AOL should have mentioned Tommy McDonald, the Oklahoma Sooner who virtually invented the flanker-halfback, and scored those critical Van Brocklin TD’s.  Tommy, a classmate at OU, married the prettiest girl at Oklahoma, Ann Campbell.  The marriage didn’t last but I can still see her effervescent smile.

 

IN OLD KABUL

There are some tough towns in this world.  Then there is Landi Khotal.

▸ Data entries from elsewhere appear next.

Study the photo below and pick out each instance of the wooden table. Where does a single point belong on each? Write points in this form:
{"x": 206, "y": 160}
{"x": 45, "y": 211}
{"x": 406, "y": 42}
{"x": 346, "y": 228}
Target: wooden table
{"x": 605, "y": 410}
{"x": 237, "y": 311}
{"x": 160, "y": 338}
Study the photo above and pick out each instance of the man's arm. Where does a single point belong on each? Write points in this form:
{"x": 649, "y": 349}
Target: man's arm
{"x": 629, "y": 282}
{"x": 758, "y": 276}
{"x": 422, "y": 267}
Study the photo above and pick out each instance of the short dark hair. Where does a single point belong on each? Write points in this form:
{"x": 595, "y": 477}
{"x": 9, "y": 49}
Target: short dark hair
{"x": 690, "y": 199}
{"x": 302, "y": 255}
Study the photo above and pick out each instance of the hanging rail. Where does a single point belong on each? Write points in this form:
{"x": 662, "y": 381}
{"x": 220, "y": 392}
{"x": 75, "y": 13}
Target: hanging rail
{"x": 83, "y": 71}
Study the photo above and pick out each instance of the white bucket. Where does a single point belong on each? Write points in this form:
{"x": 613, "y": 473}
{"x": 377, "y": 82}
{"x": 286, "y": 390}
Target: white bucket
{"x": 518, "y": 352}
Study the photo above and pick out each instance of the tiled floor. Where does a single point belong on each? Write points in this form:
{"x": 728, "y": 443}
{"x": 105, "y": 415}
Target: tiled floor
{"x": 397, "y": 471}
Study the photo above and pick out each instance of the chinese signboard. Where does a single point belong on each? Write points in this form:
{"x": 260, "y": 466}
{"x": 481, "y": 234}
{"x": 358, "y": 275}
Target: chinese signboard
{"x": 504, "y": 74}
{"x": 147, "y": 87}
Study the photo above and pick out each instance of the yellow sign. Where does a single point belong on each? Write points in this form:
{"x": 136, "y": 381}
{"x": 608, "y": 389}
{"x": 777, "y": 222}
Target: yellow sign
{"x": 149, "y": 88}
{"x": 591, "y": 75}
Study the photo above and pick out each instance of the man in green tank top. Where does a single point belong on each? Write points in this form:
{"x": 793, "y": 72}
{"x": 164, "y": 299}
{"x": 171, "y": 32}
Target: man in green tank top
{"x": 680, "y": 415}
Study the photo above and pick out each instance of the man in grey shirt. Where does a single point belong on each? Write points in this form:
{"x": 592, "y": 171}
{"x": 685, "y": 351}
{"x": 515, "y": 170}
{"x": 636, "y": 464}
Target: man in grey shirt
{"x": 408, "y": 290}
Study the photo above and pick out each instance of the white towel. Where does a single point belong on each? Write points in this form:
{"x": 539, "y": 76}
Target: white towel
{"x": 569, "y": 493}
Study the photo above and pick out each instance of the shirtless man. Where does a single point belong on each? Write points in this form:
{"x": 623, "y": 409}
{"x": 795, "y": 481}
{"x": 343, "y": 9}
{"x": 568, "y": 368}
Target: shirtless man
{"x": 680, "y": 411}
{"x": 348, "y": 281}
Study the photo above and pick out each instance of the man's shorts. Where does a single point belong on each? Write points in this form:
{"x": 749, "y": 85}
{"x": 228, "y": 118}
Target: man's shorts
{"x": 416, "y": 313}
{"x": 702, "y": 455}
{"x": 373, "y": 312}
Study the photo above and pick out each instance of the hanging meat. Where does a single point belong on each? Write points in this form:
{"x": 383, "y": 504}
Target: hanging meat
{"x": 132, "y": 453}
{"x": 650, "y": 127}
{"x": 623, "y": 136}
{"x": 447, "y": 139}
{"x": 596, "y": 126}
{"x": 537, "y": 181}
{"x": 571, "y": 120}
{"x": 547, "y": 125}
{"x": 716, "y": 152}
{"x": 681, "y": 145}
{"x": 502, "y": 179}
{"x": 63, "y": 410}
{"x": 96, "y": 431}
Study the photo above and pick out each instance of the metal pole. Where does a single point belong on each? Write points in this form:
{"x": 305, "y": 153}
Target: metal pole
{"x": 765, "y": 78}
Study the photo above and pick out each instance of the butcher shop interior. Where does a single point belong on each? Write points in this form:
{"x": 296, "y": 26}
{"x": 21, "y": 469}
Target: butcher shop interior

This hell hole sits on the border between Pakistan and Afghanistan. And is reached by road from Peshawar, the center of Britain’s former Northwest Frontier Province.  You pass the former headquarters of the once-famed Khyber Rifles, and can see the outpost where a young British officer named Winston Churchill served.

 

The night before I arrived in Landi Khotal, five Russian soldiers were killed (what a sad adventure that was for the Soviets).  The next morning, I saw five new AK47 Kalashnikov rifles for sale in a street stall.

 

Then and now, Landi Khotal was a hub for the Southwest Asian opium and heroin trade.  I was accompanied on my first trip by DEA agent Doug Wankel, who is now the expert advisor on the opium trade at our Embassy in Kabul.  Then and now, Afghanistan was the major source of opium and heroin for the European drug trade, and a factor in our drug problem.

 

US newspapers this week carried stories about the resurgence of the opium trade, and highlighted the threat which the drug lords pose to Afghanistan’s fledgling government and to multilateral efforts to build a foundation of democratic process there.

 

Some reality focus.  While the 1990’s opium/heroin trade found new roots in Mexico and Colombia, the trade never really ceased in Southwest Asia.  It’s even a misnomer to say that it is an Afghan problem.  The opium trade in both Afghanistan and Pakistan was and is controlled by Pushtan and Pathan tribesmen.  Democracy is as foreign to them as chop suey.  Their allegiances are to religion, family, tribe and tribal leaders, not always in that order.  They do not recognize borders as more than lines drawn on a British map. The opium poppy is a cash crop.  To be sure, they raise money through agriculture (maize and hemp), and through smuggling, etc., but opium pays better.

 

Various attempts have been made to wean farmers off the opium crop.  The UN Fund for Drug Abuse Control once gave an Afghan agency 65 vehicles to support anti-drug efforts.  The vehicles which weren’t seized by the Soviets were taken by war lords.  The USA began a program in the early 1980’s to foster the cultivation of other crops, and, it has had some success over the years – not easily achieved.  I remember going into one village where I decided to cut to the chase and focus on the poppy farmers.  The entire village was assembled in a field; I asked those men who grew opium to move to one side.  Every man in the village moved.  They took tractors and seed, and probably improved their opium yield, but some grew other crops.  The men in another village were less receptive.  After I made my spiel, they stoned my car!

 

On another trip, where I was fronting an effort to photograph opium shipments across the border – so obvious a CIA activity that the Pakistani general with whom I negotiated got some substantial “bennies.”  There are many reasons why it is difficult to find Osama bin Laden.  The mountains on both sides of the border are pockmarked with caves.  The mujahadin would hide in these caves and wait until the fearsome Soviet Hind helicopters would descend into the valleys below – then blow them to Kingdom Come within heat-seeking Stinger missiles provided by US “interests.”

 

I arranged to meet with a tribesman who would help me cross the border so that I could monitor the opium convoys on the roads leading to and from Kabul.  I expected him from one direction.  Suddenly, I sensed a presence behind me, and there was this young warrior, carrying an AK47.  I learned a lot on that trek – mostly that neither we nor the Paks could seal that border.

 

Democracy has a lot of competition for the hearts and minds of the Afghan people, and especially among the tribes along its border.